Los sectores indígenas van a pelear por una Constitución que se rija bajo un nuevo paradigma. Millabur sostiene que llegaron para poner en cuestión el modelo etnocéntrico, monocultural y antropocéntrico donde se pone al hombre por delante de todo. “Cuando hablamos de la relación con la naturaleza no nos referimos a protegerla y cuidarla. Al contrario, es la naturaleza la que nos cuida. Sin nosotros ella sería feliz, pero nosotros no podemos vivir sin ella”, sintetizó el dirigente Mapuche. A su vez también señaló que una discusión central será por la restitución de tierras. “El Estado chileno nos despojó de nuestro territorio que hoy está en manos de grandes propietarios y madereras.
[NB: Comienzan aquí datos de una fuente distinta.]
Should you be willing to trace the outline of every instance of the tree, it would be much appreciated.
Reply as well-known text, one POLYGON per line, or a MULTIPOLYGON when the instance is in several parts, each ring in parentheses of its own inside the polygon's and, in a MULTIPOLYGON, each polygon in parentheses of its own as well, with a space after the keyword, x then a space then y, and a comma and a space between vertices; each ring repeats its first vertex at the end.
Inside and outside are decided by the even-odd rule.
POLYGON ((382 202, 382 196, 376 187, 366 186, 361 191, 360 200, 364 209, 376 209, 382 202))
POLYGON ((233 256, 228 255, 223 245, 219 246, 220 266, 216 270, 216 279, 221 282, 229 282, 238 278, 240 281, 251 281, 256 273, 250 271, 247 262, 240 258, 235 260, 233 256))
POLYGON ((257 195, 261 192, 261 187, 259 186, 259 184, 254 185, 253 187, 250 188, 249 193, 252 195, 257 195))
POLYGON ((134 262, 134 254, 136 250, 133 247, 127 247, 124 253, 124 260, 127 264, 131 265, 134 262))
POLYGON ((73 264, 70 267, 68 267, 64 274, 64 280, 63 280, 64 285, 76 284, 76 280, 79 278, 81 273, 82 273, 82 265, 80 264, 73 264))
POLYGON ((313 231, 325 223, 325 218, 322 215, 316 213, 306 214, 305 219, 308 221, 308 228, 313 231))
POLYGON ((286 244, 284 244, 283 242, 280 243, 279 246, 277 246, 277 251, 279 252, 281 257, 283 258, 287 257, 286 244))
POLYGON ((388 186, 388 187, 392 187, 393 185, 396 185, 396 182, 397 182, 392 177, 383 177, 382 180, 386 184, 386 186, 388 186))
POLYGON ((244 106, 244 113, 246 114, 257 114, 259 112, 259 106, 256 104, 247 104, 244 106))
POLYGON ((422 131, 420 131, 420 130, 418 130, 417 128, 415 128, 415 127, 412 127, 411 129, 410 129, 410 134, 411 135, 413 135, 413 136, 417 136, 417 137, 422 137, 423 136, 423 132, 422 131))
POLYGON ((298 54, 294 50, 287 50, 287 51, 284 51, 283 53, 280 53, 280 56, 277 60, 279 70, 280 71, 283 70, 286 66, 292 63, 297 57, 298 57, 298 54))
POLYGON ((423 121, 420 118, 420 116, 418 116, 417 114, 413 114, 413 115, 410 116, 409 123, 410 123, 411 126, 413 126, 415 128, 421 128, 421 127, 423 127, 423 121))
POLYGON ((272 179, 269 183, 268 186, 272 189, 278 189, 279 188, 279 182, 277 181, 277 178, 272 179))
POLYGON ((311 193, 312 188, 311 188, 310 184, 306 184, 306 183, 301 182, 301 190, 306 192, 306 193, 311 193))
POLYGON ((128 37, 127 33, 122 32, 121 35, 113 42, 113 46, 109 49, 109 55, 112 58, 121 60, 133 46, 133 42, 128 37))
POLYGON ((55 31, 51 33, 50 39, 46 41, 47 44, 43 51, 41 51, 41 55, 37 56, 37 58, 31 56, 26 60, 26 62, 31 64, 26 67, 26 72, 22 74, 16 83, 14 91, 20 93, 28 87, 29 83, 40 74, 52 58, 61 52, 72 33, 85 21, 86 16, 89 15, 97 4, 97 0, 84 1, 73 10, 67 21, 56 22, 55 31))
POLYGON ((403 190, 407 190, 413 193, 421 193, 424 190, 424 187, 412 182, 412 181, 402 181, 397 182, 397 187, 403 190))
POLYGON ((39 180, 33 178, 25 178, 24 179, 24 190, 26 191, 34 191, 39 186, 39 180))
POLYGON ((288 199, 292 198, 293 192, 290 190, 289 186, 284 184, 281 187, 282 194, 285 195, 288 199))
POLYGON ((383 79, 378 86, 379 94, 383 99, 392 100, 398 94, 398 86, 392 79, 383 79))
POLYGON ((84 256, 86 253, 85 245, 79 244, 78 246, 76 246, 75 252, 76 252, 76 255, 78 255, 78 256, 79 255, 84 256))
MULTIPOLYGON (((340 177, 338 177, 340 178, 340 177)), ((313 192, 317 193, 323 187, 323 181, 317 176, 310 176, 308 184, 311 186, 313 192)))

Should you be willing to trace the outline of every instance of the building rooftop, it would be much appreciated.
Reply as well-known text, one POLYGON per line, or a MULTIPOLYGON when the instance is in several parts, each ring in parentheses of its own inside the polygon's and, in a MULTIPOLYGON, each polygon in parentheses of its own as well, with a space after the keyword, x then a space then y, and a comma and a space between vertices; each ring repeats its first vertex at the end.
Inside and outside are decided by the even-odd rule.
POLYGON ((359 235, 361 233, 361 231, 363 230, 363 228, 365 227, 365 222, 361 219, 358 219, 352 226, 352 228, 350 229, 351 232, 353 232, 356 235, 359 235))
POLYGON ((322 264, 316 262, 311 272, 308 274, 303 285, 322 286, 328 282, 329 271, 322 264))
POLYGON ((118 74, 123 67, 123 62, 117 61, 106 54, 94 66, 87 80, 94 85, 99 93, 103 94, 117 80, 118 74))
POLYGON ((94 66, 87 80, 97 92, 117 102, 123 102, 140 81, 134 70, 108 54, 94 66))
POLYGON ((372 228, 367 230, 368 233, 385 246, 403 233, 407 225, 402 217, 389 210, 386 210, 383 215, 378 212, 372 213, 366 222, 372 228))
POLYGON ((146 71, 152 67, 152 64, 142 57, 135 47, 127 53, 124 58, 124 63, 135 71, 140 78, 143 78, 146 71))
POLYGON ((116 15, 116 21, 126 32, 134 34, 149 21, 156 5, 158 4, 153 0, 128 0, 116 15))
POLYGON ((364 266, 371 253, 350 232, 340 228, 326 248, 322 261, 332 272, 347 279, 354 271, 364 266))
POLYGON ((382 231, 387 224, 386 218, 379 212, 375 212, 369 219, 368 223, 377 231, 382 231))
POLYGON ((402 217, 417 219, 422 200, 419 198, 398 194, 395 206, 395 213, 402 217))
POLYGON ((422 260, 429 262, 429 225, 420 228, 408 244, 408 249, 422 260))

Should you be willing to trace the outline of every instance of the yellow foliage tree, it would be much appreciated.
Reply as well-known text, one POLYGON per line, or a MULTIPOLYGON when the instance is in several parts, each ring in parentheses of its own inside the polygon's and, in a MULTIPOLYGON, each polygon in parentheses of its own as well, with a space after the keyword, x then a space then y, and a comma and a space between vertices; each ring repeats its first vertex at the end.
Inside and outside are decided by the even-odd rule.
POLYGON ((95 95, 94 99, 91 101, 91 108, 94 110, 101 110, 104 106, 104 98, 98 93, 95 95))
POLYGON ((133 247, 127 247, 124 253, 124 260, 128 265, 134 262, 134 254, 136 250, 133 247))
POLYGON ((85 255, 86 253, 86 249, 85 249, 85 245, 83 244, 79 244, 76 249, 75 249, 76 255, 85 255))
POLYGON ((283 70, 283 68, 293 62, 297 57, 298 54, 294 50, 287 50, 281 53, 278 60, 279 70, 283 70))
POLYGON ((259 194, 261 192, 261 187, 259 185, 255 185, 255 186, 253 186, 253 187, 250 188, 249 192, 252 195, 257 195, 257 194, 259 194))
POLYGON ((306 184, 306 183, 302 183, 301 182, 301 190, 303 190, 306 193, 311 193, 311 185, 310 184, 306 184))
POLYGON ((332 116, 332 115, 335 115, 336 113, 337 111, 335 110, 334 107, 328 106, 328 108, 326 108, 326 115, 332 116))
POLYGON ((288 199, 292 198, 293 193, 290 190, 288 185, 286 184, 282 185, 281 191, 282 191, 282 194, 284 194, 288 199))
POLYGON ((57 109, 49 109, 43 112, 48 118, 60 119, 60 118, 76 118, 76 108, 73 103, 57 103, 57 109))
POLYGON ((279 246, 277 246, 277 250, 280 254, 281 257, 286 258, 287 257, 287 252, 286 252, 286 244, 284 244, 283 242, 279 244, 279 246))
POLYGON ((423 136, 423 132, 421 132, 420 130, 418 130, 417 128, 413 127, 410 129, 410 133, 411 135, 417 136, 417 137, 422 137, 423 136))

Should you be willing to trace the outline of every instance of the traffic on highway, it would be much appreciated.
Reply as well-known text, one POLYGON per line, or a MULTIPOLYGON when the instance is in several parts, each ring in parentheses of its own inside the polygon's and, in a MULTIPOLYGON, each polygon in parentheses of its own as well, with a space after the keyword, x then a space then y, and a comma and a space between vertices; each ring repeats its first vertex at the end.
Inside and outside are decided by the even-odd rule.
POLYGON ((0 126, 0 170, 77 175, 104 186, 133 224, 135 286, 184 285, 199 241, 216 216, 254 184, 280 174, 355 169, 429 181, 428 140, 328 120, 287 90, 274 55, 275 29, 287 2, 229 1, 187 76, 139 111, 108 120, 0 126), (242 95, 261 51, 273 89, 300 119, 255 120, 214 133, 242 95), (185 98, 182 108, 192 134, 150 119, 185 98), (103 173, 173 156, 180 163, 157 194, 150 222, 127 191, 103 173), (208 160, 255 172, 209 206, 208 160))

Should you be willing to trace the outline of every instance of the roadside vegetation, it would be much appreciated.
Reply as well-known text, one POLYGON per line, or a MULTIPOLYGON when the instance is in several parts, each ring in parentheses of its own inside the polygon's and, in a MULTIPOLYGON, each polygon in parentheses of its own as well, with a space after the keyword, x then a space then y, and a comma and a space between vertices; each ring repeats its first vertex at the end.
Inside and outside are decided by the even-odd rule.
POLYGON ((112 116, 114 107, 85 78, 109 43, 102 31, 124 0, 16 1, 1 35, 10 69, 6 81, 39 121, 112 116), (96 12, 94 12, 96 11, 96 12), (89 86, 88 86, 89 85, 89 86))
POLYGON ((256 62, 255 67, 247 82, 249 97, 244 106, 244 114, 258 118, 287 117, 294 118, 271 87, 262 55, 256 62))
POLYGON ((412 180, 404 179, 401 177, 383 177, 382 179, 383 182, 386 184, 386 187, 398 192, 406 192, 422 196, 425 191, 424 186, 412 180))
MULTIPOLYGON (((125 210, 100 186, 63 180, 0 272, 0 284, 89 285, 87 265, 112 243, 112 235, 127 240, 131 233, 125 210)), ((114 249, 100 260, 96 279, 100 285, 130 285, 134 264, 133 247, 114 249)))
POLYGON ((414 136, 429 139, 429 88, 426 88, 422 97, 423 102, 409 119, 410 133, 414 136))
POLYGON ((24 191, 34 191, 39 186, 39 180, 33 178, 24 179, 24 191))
Eso se tiene que reparar”, sostuvo el exalcalde.

No fue casualidad que la bandera mapuche flameara en la cúspide de la revuelta social. Ante la crisis de representación, los chilenos se identificaron con la rebeldía de los pueblos indígenas. Para Loncón lo que se puso en cuestión es el modelo neoliberal. “Aquí se instaló y aquí tienen que morir”, sostuvo la dirigente. Para ella, las etnias originarias tendrán el desafío de instalar un Estado Plurinacional. “Chile no será más una sola nación, será un conjunto de naciones y cada una con sus derechos”, indicó la militante mapuche.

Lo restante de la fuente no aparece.